Высокий лиризм кульминационной сцены представляется мне противовесом фантастическому. К области чистой лирики можно отнести и «человеческий» порыв Кристины, и «противочеловеческий» — Егора, их старания забыть о пределах своих возможностей и осуществить себя в трансцендентном, что означает для них — поменяться образами бытия. Ведь сама модель этого эротико-духовного преосуществления, по сути, человеческая — естественная жажда всех влюбленных на свете исполниться друг в друге. Лиризм здесь противостоит фантастике благодаря введению сверхчеловеческого в человеческие термины, и писатель, который не может по-другому представить этот конфликт, выступает здесь чистым лириком. Однако остается фантастической сама природа конфликта, то есть возможность любви между человеком и призраком, «соприкосновение несоприкасающегося», фантастично само воображение писателя, развернувшего подобную гипотезу.
Строя роман, Мирча Элиаде, вероятно, ощущал необходимость в каких-то подкрепляющих действие мотивах и для этого прибегнул к сказке, рассказанной Симиной, и к «Люциферу» Эминеску — как двум аналогам одной и той же судьбы.
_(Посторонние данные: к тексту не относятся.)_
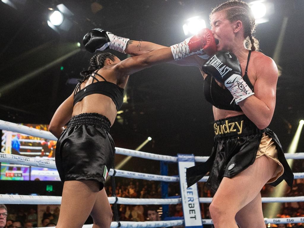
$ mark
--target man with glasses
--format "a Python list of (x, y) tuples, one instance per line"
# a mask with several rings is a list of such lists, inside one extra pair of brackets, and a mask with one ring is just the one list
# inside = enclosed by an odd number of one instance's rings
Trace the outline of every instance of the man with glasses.
[(6, 224), (7, 209), (4, 204), (0, 204), (0, 228), (4, 228)]
[(15, 221), (13, 223), (12, 228), (23, 228), (23, 223), (21, 221)]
Органично, умело вписывающийся в стратегию Симины, первый мотив художественно оправдан. Напротив, цитаты из Эминеску, гораздо более обильные и без должной интуиции вставляемые в моменты наивысшего напряжения, кажутся нам кричащими и неуместными; читателю хватило бы единственной, принципиальной отсылки к тексту поэмы, чтобы расшифровать аналогии, сходную природу конфликта и расклад главных персонажей.
Ключевой характер 14-й и 15-й глав определяется и стремительностью других событий, развивающихся одновременно со свиданием Егора и Кристины в его комнате, — прием, почти повсеместно присутствующий в реалистических романах Элиаде, а из фантастических — только в «Змее». речь идет о монтаже параллельных планов, соединяющихся в своего рода контрапункт, такой монтаж возможен в романе, но не в новелле. Повествование идет теперь не линейно, а прерывисто, персонажи действуют по отдельности, каждый по-своему соприкасаясь с решающей Тайной этой ночи. Назарие и доктор увязываются за Симиной и обнаруживают призрачный экипаж, поджидающий хозяйку. Санда в своей комнате тоже ждет Кристину вместе с госпожой Моску, принесшей для вампира несчастного живого птенца. После кульминационного момента свидания Егора с Кристиной действие безудержно несется к развязке. Пока призрачный экипаж увозит разъяренную Кристину, пожар охватывает усадьбу и Егор спасает Санду. Вновь приобщившись к логике реального мира, он начинает действовать решительно. Когда эротические чары Кристины оказываются бессильны, давление Смерти, перед которой захлопнули единственный выход в Реальность, теряет свой напор, давая силам Жизни воспрянуть.
5
Этот мотив: сильный мужчина, вызывающий желание одновременно у нескольких женщин, — часто используется Элиаде и в так называемых реалистических романах, но без фантастической его трансформации.